Mint Chocolate Protein Bars are a delicious and energizing snack that satisfy my sweet cravings while fueling my body with protein and wholesome ingredients. I love how they combine the rich flavor of chocolate with a cool hint of mint—just like a dessert, but made with better-for-me ingredients.

Why You’ll Love This Recipe

I like making these protein bars because they’re quick, no-bake, and taste amazing. They’re perfect for meal prep, and I grab one when I need a post-workout snack or a midday boost. They’re also way more affordable and customizable than store-bought bars, and I control exactly what goes into them. The mint and chocolate combo makes them taste like a treat, but they’re packed with nutrition.

Ingredients

(Here’s a tip: Check out the full list of ingredients and measurements in the recipe card below.)

  • Chocolate protein powder

  • Rolled oats (or oat flour)

  • Almond butter (or other nut/seed butter)

  • Honey or maple syrup

  • Cocoa powder

  • Peppermint extract

  • Milk (dairy or non-dairy)

  • Dark chocolate chips or melted dark chocolate (for topping)

Directions

  1. I start by mixing the protein powder, oats or oat flour, and cocoa powder in a large bowl.

  2. In a separate bowl, I combine the almond butter, honey (or maple syrup), peppermint extract, and a splash of milk.

  3. I pour the wet ingredients into the dry and mix until a thick dough forms. If it’s too dry, I add a little more milk until it comes together.

  4. I press the mixture into a lined 8×8-inch pan, smoothing the top.

  5. I melt dark chocolate and pour it over the top, spreading it evenly.

  6. I refrigerate the pan for at least 1 hour until firm.

  7. Once set, I slice them into bars and store them for easy snacking.

Servings and timing

This recipe makes about 8–10 bars.
Prep time: 10 minutes
Chill time: 1 hour
Total time: around 1 hour and 10 minutes

Variations

I sometimes add chia seeds, flaxseed meal, or shredded coconut for extra texture and nutrition. If I want to cut down on sugar, I use a sugar-free syrup or reduce the honey. For a vegan version, I use plant-based protein and maple syrup instead of honey. I’ve also swapped almond butter with peanut butter or sunflower seed butter depending on what I have on hand.

Storage/Reheating

I store the bars in an airtight container in the fridge for up to a week. They also freeze well—I wrap them individually and freeze them for up to 2 months. I just thaw one in the fridge overnight or leave it at room temperature for about 30 minutes when I want one. These don’t need reheating, which makes them perfect for on-the-go.

FAQs

Can I use fresh mint instead of peppermint extract?

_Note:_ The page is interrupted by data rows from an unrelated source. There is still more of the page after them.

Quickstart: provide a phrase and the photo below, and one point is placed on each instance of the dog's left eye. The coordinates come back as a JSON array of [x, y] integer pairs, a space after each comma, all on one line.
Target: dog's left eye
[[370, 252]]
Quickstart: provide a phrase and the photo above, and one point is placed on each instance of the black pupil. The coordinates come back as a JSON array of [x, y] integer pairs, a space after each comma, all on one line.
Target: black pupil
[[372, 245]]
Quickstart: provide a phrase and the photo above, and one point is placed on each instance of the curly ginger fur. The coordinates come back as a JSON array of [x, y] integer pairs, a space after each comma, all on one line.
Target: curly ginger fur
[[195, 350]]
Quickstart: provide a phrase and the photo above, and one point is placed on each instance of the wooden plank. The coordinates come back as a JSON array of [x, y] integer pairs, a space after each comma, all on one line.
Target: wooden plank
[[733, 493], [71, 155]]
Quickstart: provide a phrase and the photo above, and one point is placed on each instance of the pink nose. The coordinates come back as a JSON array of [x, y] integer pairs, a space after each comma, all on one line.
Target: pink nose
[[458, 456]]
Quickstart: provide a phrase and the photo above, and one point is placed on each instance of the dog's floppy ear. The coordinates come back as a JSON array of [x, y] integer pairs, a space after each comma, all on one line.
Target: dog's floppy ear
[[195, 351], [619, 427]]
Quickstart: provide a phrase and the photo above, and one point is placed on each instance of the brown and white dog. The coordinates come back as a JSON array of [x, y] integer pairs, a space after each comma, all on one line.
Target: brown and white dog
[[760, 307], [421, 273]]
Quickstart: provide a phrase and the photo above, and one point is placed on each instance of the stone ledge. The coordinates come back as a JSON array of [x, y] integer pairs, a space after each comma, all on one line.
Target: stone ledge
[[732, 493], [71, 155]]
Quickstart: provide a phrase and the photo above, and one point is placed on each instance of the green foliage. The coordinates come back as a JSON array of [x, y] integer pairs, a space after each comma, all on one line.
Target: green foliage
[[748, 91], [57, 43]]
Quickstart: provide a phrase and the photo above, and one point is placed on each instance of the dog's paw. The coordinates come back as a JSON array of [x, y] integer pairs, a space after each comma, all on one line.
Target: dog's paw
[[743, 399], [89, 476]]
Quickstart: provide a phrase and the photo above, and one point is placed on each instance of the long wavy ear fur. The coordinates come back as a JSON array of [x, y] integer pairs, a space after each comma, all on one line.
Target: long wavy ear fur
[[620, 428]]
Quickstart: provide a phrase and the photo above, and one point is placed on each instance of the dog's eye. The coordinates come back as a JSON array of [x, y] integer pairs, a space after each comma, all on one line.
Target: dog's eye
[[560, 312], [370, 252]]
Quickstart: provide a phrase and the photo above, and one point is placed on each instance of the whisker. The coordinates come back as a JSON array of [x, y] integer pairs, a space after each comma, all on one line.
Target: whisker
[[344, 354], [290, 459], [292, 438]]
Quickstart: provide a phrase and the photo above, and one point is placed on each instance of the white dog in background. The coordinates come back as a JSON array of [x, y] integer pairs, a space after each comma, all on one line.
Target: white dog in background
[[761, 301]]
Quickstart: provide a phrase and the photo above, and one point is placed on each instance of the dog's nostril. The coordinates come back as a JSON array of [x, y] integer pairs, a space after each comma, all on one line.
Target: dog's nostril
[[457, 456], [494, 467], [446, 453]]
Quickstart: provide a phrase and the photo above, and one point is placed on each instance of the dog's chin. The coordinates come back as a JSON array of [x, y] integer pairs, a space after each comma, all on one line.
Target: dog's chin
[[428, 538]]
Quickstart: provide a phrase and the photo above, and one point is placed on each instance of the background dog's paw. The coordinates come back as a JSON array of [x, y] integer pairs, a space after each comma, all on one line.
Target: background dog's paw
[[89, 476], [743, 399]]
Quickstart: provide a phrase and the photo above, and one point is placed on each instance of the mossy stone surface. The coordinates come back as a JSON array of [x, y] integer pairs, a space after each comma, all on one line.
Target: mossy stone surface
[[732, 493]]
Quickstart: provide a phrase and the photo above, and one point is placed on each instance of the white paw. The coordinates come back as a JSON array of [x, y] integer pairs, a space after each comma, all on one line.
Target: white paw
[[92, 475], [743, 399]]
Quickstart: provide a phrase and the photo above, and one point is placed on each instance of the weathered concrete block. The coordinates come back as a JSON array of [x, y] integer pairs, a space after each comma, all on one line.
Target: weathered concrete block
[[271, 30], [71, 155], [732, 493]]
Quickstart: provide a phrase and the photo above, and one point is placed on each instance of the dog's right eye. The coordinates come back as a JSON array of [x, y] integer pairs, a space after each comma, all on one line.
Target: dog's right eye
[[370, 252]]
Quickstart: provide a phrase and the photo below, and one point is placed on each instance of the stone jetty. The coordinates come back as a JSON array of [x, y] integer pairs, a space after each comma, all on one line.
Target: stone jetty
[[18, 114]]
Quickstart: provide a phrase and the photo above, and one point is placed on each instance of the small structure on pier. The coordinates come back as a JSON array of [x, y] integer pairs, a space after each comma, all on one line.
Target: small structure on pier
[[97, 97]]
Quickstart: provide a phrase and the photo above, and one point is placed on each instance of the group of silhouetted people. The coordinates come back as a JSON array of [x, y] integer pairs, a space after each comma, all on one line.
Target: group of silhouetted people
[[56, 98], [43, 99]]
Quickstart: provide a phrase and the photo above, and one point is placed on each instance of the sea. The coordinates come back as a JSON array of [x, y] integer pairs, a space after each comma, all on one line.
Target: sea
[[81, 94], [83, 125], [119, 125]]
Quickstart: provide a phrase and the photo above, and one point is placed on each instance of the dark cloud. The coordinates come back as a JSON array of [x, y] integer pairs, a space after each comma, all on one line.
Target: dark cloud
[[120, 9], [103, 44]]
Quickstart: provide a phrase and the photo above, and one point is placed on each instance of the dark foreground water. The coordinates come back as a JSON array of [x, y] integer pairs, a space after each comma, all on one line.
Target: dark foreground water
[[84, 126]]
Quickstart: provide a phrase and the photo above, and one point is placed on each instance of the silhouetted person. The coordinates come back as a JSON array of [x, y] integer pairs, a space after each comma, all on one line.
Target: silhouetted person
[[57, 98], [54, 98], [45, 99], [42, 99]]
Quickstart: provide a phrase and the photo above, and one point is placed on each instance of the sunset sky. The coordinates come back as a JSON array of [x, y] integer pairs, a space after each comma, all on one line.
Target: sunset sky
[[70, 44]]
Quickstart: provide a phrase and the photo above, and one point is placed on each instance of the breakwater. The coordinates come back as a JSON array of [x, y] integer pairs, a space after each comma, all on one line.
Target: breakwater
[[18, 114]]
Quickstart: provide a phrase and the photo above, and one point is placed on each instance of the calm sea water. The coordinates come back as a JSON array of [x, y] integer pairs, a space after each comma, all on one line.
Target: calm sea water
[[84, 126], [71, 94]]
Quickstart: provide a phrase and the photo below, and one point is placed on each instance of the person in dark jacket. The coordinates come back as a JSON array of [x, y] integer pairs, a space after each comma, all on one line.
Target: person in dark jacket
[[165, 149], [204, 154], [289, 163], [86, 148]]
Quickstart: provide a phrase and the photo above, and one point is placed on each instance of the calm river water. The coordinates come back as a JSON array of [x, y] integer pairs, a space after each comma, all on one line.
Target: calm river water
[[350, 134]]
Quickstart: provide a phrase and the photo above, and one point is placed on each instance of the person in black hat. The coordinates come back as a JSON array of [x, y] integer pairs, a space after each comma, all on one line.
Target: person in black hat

I’ve tried, but fresh mint doesn’t give the same bold flavor. Peppermint extract is concentrated and works best for that classic mint-chocolate taste.

What kind of protein powder works best?

I like using a chocolate or vanilla protein powder, either whey or plant-based. The texture may vary slightly depending on the brand, so I adjust the liquid as needed.

Can I skip the chocolate topping?

Yes, but I think the melted chocolate layer adds great flavor and texture. If I want something lighter, I just sprinkle mini chocolate chips into the dough instead.

Are these bars good before or after workouts?

They work well for both. I like having one about an hour before a workout for energy, or right after to help with recovery thanks to the protein content.

Can I make them nut-free?

Yes, I use sunflower seed butter or tahini as a nut-free alternative. I also make sure the protein powder and other ingredients are nut-free.

Conclusion

Mint Chocolate Protein Bars are one of my favorite homemade snacks. I love how they combine refreshing mint with rich chocolate in a way that’s both indulgent and energizing. Whether I’m looking for a quick bite before the gym or a healthy treat to end the day, these bars always come through.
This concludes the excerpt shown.